Zimbabwe premier courts US aid but faces criticism of rights record on US visit
Zimbabwe Prime Minister Robert Mugabe's trip to the United States this week - his first as Zimbabwe's leader - is expected to focus attention on his government's human rights record.
The third year of Zimbabwe's history as an independent nation has been a violent one, and the Fifth Brigade of Mr. Mugabe's army has been accused of killing hundreds of residents of western Matabeleland in its effort to root out guerrillas from that region. Matabeleland is home base to Mugabe's chief political rival, Joshua Nkomo.
Mugabe's government also has come under international criticism for ignoring court verdicts. The latest case in what may be a developing pattern of ignoring legal decisions was the government's redetention last week of six white Air Force officers who had been acquitted of involvement in sabotage against an air base.
US diplomats are believed to have been assured by Mugabe that justice would be done, implying that the Air Force officers would be released and allowed to leave Zimbabwe. And soon after that, two of the officers were released from jail and deported. But the prime minister is believed to think that Western pressure is relatively weak - since the West did not take a firm stand on an earlier case in which the government ignored a court decision. The earlier case involved the government's redetention of some former Nkomo supporters after they had been found not guilty on charges of treason.
Prime Minister Mugabe is scheduled to meet with President Reagan today. Zimbabweans do not expect President Reagan or administration officials to take Mugabe to task, however, because the US has been keen to have Zimbabwe demonstrate that independent black states can succeed economically. Strident criticism of Zimbabwe, they say, might endanger cooperation toward that goal.
The US is the main source of economic aid to Zimbabwe, having pledged some $ 225 million toward development programs for 1982 to 1984.
The greatest danger in criticism of Zimbabwe's rights record, some analysts say, is that such statements will weaken moderates in the government and benefit the hard-liners. The latter already appear to be strengthening their hold on the ruling party, the Zimbabwe African National Union-Patriotic Front, especially at the middle and lower echelons of public service.
Home Affairs Minister Herbert Ushewokunze has denounced the court's decision on the case of the white Air Force officers. Such pronouncement has come to be expected from him when the courts acquit defendants.
He complains that under the former white government of Ian Smith, the courts generally upheld the police and prosecution, whereas today judges generally support the cases of defense lawyers. He argues that what matters is the actual evidence given to the court and not the way in which it was obtained - rejecting the black judge's argument that confessions obtained under torture are ''inadmissible'' as evidence.
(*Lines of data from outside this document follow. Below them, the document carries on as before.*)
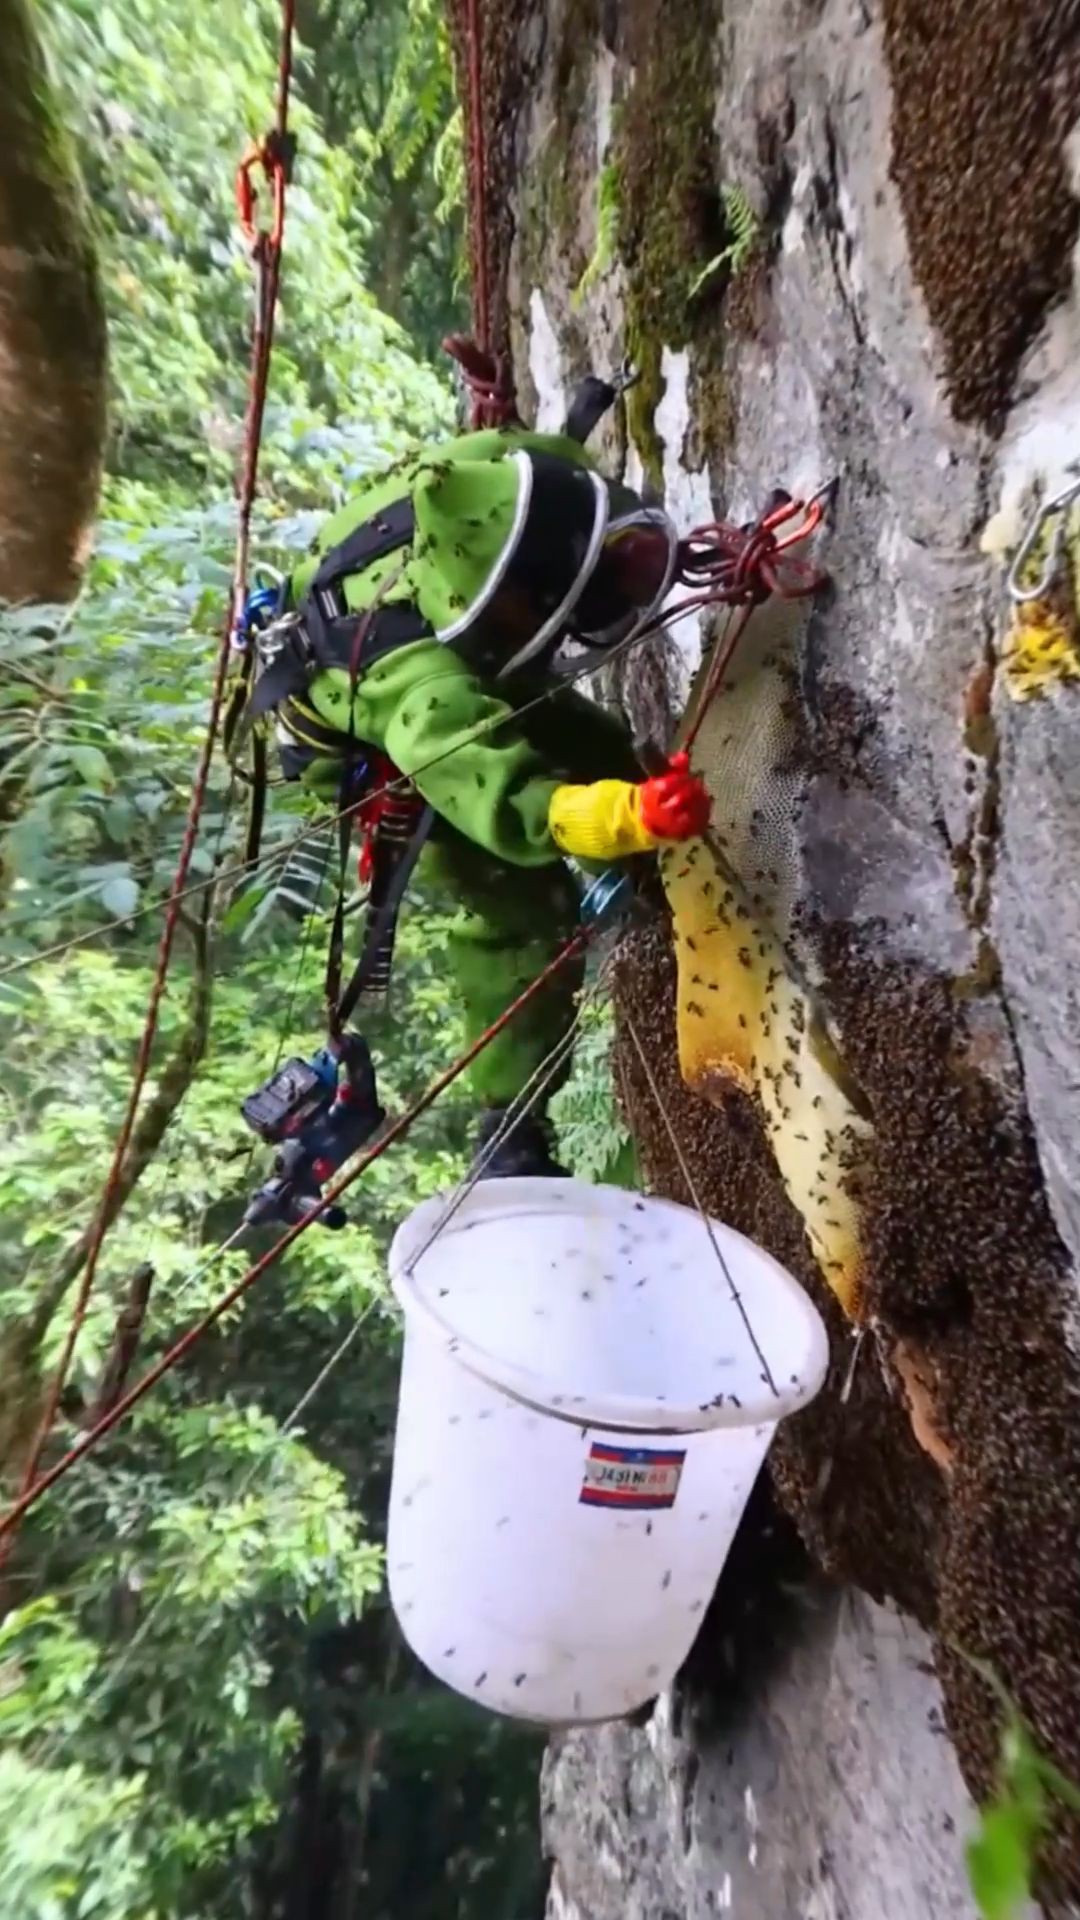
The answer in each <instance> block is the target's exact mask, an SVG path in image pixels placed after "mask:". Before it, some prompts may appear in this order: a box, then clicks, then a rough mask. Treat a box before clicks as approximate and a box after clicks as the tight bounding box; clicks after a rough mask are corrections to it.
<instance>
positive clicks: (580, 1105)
mask: <svg viewBox="0 0 1080 1920" xmlns="http://www.w3.org/2000/svg"><path fill="white" fill-rule="evenodd" d="M613 1043H615V1016H613V1010H611V1000H609V998H598V996H590V998H586V1000H584V1004H582V1016H580V1027H578V1035H577V1044H575V1058H573V1068H571V1075H569V1079H567V1083H565V1087H561V1089H559V1092H557V1094H555V1096H553V1100H552V1106H550V1114H552V1121H553V1127H555V1139H557V1142H559V1156H561V1160H563V1165H567V1167H569V1169H571V1173H575V1175H577V1177H578V1179H580V1181H605V1183H611V1185H634V1175H636V1162H634V1146H632V1140H630V1133H628V1129H626V1121H625V1119H623V1114H621V1112H619V1104H617V1100H615V1079H613V1068H611V1048H613Z"/></svg>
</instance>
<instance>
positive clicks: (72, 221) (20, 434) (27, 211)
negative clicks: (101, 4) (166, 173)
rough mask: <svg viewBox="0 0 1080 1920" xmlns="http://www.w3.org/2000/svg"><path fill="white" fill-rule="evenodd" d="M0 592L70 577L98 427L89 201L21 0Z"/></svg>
mask: <svg viewBox="0 0 1080 1920" xmlns="http://www.w3.org/2000/svg"><path fill="white" fill-rule="evenodd" d="M0 125H2V127H4V142H2V146H0V599H6V601H63V599H71V597H73V593H75V591H77V588H79V576H81V570H83V563H85V557H86V543H88V532H90V520H92V515H94V505H96V497H98V482H100V472H102V451H104V438H106V319H104V305H102V290H100V282H98V273H96V259H94V246H92V236H90V213H88V205H86V200H85V196H83V188H81V182H79V173H77V167H75V157H73V154H71V150H69V142H67V138H65V132H63V127H61V121H60V115H58V109H56V102H54V98H52V88H50V83H48V75H46V65H44V56H42V48H40V42H38V36H37V31H35V23H33V12H31V4H29V0H0Z"/></svg>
The prime minister's decision to visit the US came as something of a surprise to some observers. They say it suggests Mugabe believes either that the West does not harbor strong feelings about the redetentions or that he himself could not afford to be seen to be bowing to foreign pressure. The prime minister is also scheduled to visit Canada and Ireland.
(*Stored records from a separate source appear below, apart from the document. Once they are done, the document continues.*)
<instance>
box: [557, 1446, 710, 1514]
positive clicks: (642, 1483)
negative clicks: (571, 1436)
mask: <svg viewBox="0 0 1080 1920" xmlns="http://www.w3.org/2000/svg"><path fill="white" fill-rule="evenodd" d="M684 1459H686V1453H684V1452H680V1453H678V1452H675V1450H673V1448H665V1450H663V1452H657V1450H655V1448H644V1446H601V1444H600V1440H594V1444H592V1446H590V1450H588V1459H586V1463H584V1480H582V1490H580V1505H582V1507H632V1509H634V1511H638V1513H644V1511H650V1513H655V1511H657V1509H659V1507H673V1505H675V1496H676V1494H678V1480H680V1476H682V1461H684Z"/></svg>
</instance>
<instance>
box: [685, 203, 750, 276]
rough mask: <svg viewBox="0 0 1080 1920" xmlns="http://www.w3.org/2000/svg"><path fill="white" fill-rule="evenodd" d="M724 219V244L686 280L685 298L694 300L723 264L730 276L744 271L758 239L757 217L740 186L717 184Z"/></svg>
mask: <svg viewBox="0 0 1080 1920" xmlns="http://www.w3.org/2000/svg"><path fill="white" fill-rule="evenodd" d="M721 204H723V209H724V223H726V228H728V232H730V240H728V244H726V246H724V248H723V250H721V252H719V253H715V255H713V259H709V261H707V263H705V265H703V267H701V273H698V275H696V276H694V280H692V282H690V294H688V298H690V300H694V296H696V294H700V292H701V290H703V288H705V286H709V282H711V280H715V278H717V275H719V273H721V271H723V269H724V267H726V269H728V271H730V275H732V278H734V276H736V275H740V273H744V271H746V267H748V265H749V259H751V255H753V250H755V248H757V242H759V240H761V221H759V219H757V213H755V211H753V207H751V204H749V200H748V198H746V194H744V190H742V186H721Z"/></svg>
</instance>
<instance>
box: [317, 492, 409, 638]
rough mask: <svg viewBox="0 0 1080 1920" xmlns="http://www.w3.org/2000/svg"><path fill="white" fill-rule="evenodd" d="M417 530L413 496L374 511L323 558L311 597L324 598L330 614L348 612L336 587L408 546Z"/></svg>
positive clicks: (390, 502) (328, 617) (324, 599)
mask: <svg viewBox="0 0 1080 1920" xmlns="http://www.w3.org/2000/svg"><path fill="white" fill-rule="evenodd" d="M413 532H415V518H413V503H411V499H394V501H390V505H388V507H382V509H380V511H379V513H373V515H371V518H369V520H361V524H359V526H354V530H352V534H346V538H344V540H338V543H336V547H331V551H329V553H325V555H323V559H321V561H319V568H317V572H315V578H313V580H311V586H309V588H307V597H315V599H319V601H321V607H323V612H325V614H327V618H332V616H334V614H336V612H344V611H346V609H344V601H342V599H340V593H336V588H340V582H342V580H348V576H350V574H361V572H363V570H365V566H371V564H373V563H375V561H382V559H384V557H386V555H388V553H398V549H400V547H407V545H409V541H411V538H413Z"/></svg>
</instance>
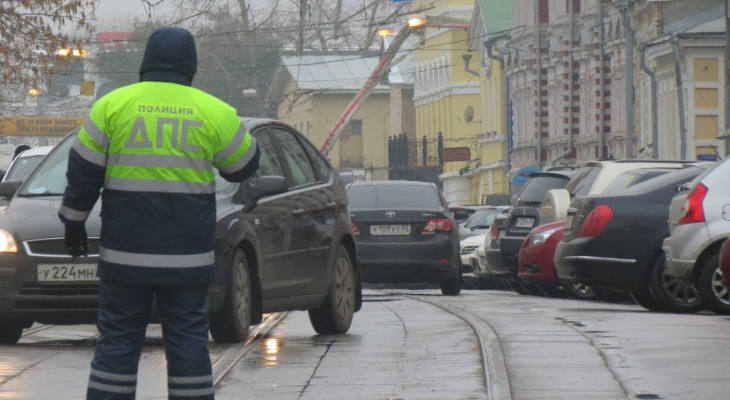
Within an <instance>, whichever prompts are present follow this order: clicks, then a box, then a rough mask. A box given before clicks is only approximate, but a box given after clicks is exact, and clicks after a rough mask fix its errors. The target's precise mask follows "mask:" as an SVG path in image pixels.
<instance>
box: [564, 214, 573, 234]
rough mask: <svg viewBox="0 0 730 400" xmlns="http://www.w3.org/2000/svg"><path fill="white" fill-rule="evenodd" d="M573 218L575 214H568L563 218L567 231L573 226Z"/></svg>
mask: <svg viewBox="0 0 730 400" xmlns="http://www.w3.org/2000/svg"><path fill="white" fill-rule="evenodd" d="M574 219H575V214H568V216H567V217H566V218H565V230H566V231H569V230H570V229H571V228H572V227H573V220H574Z"/></svg>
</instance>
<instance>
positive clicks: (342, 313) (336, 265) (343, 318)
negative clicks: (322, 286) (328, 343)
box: [309, 246, 355, 335]
mask: <svg viewBox="0 0 730 400" xmlns="http://www.w3.org/2000/svg"><path fill="white" fill-rule="evenodd" d="M354 313H355V269H354V268H353V266H352V258H351V257H350V253H349V252H348V251H347V249H345V248H344V247H342V246H340V247H339V248H338V249H337V253H336V255H335V265H334V267H333V268H332V280H331V283H330V289H329V293H328V294H327V297H326V298H325V300H324V303H322V305H321V306H320V307H319V308H316V309H313V310H309V321H310V322H311V323H312V327H313V328H314V330H315V331H316V332H317V333H318V334H320V335H336V334H342V333H347V331H348V330H349V329H350V325H351V324H352V317H353V315H354Z"/></svg>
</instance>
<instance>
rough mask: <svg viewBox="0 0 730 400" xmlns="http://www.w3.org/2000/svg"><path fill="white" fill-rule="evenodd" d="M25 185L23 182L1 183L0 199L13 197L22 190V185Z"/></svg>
mask: <svg viewBox="0 0 730 400" xmlns="http://www.w3.org/2000/svg"><path fill="white" fill-rule="evenodd" d="M22 184H23V181H16V180H11V181H5V182H2V183H0V197H7V198H10V197H13V196H14V195H15V193H17V192H18V189H20V185H22Z"/></svg>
Mugabe is expected to focus his remarks on his tour on economic issues and South Africa - and more specifically on discussions toward a settlement of the dispute over Namibian independence. But Zimbabwe Finance Minister Bernard Chidzero is accompanying Mugabe, and he is believed to be eager to discuss investment opportunities with US business leaders.
The Zimbabwe government believes that it is not getting a square deal from the Western news media, and the delegation will be trying hard to correct what it sees as the biased and inaccurate image that has been created by the newspapers and TV networks.
It seems that the US will also be engaged in an educational exercise - one designed to convey to Mugabe and his advisers concern not just over human rights but also over Zimbabwe's voting record in the Security Council.
If the two-way educational process is a success, then a road may be paved for closer relations, but there is also the danger that the Zimbabwe delegation will react negatively to what it construes as unjustified interference in and criticism of its domestic policies.